Écrit à Paris, 20 août 1835.

XII.

Là s'arrêtent les oeuvres imprimées de M. de Vigny.

Il en reçut la récompense en 1845, par sa nomination à l'Académie française. Cette journée fut empoisonnée pour lui par le discours ironique, railleur, malveillant, d'un homme illustre, chargé par l'Académie de lui répondre.

Ce discours ressemble aux sifflets de l'insulteur public des Romains, qui perçait à travers les acclamations du triomphe. Je n'y étais pas; mais, en le lisant, je ne reconnus ni l'insulteur ni l'insulté. La seule réponse de M. de Vigny fut le silence. Je fus révolté en le lisant: eût-on à se plaindre d'un collègue, il y a des jours de bonheur et de joie qu'il ne faut pas corrompre d'une injure, surtout quand on ne peut pas être relevé. Mais M. de Vigny n'avait certainement donné à personne le droit d'une vengeance, pas même d'une rancune. Je n'ai jamais su de quoi pouvait venir ce caprice d'acrimonie qui donnait le droit de douter de la bonté de coeur de ce vieillard. «Vous êtes un homme de bien que j'ai toujours voulu prendre pour un homme d'État, parce que la fortune, maîtresse des destinées, vous a fait naître illustre, riche et beau. Vous n'avez jamais rien écrit que quelques pages à vingt ans, pour flatter le despotisme dont la faveur donnait des emplois et de l'or. Mais, académiquement, vous êtes trop fier de votre néant, pour que je puisse vous répondre par des critiques. Où les prendrais-je? Le néant n'a pas de rival, et la critique ne mord pas sur rien. Je suis réduit au silence! Ce n'est pas tout d'avoir la physionomie d'un homme agréable, il faut encore avoir l'âme d'un héros ou la parole d'un orateur: sans cela, il faut être poli si l'on ne tient pas à être juste!»

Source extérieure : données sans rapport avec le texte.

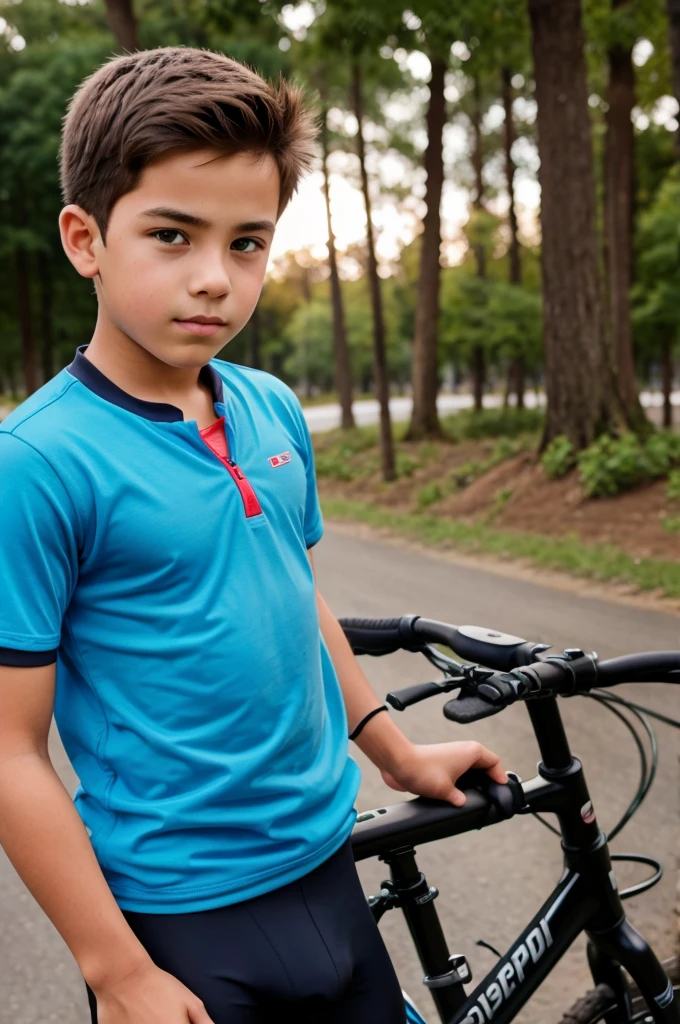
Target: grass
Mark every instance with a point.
(592, 561)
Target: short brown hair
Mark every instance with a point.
(140, 105)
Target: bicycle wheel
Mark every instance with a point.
(592, 1008)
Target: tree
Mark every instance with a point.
(581, 391)
(619, 202)
(516, 368)
(424, 420)
(656, 294)
(123, 23)
(674, 38)
(382, 380)
(343, 374)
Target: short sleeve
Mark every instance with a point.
(313, 522)
(38, 554)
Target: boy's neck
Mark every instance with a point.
(140, 374)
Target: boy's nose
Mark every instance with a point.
(211, 280)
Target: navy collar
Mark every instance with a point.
(160, 412)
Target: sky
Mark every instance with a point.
(303, 225)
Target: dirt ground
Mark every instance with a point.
(517, 496)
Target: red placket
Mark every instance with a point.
(215, 438)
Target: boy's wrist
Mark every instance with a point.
(103, 971)
(384, 743)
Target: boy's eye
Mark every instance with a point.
(248, 242)
(169, 236)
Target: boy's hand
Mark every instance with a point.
(432, 769)
(150, 995)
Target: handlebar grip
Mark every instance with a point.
(469, 709)
(653, 667)
(401, 699)
(381, 636)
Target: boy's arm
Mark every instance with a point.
(429, 770)
(45, 839)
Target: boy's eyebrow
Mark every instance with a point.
(189, 218)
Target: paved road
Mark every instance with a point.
(491, 882)
(322, 418)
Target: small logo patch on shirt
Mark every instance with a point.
(280, 460)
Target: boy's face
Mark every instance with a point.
(190, 241)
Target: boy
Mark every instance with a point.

M. le directeur ne fut ni poli ni juste. Il a dû se repentir bien des fois avant sa mort de ce mauvais coup de langue à deux tranchants envers un homme d'honneur d'autant plus facile à asphyxier de faux éloges qu'il était incapable de comprendre deux sens dans une parole. C'était la loyauté même, poussée jusqu'à la naïveté. Il se serait cru déshonoré de comprendre ce qu'il se sentait incapable de dire.

XIII.

Il perdit son admirable mère vers 1837. Elle était souffrante et infirme depuis plusieurs années; il ne quittait ni sa maison ni son chevet, dans la rue des Écuries-d'Artois, où il est mort lui-même. Elle était sa société et son souci, comme si, au lieu d'être sa mère, elle eût été son enfant. Aucun soin ne lui coûtait pour elle; il était jaloux de ceux qu'il ne lui rendait pas. Elle mourut en le bénissant.

XIV.

Quelques années avant cette perte, il avait épousé, à Pau, Mlle Lydia Bunbury. C'était une jeune Anglaise, d'une candeur et d'une bonté modestes, qui lui assurait le bonheur; elle lui promettait aussi un jour une immense fortune.

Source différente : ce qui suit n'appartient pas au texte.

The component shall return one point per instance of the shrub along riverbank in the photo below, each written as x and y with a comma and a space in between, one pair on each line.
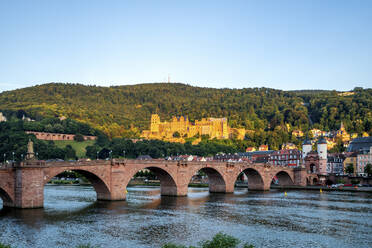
220, 240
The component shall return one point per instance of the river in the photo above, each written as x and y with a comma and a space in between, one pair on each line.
71, 216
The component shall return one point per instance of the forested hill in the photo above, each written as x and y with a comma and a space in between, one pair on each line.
115, 109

Il jouit assez longtemps de cette fortune en espérance. Ses rêves d'or lui permettaient toutes les illusions de la bienfaisance. La perte irréparable d'un procès lui enleva tout. Il ne s'occupa qu'à consoler lui-même sa jeune femme.

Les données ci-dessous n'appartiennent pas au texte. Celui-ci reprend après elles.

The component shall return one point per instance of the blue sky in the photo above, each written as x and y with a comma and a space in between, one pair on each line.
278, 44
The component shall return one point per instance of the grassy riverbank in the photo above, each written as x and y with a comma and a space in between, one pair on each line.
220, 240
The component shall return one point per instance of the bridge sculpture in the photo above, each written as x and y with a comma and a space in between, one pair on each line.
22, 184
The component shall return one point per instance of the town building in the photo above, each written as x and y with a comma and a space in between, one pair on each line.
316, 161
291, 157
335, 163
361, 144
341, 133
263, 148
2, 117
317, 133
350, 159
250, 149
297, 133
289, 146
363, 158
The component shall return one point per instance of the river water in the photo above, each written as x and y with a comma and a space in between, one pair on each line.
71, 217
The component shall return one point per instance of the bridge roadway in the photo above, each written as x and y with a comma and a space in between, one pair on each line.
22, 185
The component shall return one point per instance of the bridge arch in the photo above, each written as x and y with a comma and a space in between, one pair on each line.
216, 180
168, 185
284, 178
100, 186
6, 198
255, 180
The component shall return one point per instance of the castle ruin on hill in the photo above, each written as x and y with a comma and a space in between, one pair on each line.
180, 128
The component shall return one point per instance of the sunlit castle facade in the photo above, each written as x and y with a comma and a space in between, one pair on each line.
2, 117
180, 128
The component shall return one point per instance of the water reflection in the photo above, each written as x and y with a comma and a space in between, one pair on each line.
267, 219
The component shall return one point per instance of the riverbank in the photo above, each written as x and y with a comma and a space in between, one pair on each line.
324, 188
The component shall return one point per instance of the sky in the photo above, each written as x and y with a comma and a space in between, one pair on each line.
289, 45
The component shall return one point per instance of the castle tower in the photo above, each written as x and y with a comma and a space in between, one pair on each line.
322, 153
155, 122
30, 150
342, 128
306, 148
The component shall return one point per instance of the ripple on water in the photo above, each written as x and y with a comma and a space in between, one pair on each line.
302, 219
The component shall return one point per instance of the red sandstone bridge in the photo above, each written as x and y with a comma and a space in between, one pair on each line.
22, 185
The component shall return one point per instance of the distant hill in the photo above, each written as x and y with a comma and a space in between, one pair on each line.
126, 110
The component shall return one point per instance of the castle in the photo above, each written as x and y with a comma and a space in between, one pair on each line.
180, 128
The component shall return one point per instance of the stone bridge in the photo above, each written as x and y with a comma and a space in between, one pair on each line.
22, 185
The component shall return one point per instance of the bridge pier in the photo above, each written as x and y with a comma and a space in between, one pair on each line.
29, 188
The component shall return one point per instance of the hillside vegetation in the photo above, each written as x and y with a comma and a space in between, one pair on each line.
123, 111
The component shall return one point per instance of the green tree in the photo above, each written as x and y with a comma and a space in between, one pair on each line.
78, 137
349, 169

Son angélique bonté, qui l'attacha à elle, lui tint lieu de tout; il n'avait point de dettes qui l'obligeassent à se dévouer à des créanciers; il avait des amis. Il avait l'estime et la gloire modeste de ses travaux auprès d'une épouse digne de son coeur; il fut pour elle ce qu'il avait été pour sa mère. Il la soigna malade jusqu'à la veille de sa propre mort. Elle connaissait toutes ses vertus, elle l'adorait: il l'aimait lui-même comme un enfant infirme. Il n'avait qu'une crainte, en se sentant atteint lui-même dans son principe de vie, c'était de mourir avant elle, et de la léguer à des mains étrangères. C'était comme une lutte de coeur à qui mourrait le premier. Quand elle fut morte, il y a quelques mois, il se sentit soulagé de son principal souci. Il attendit patiemment sa propre fin, qui ne pouvait tarder beaucoup.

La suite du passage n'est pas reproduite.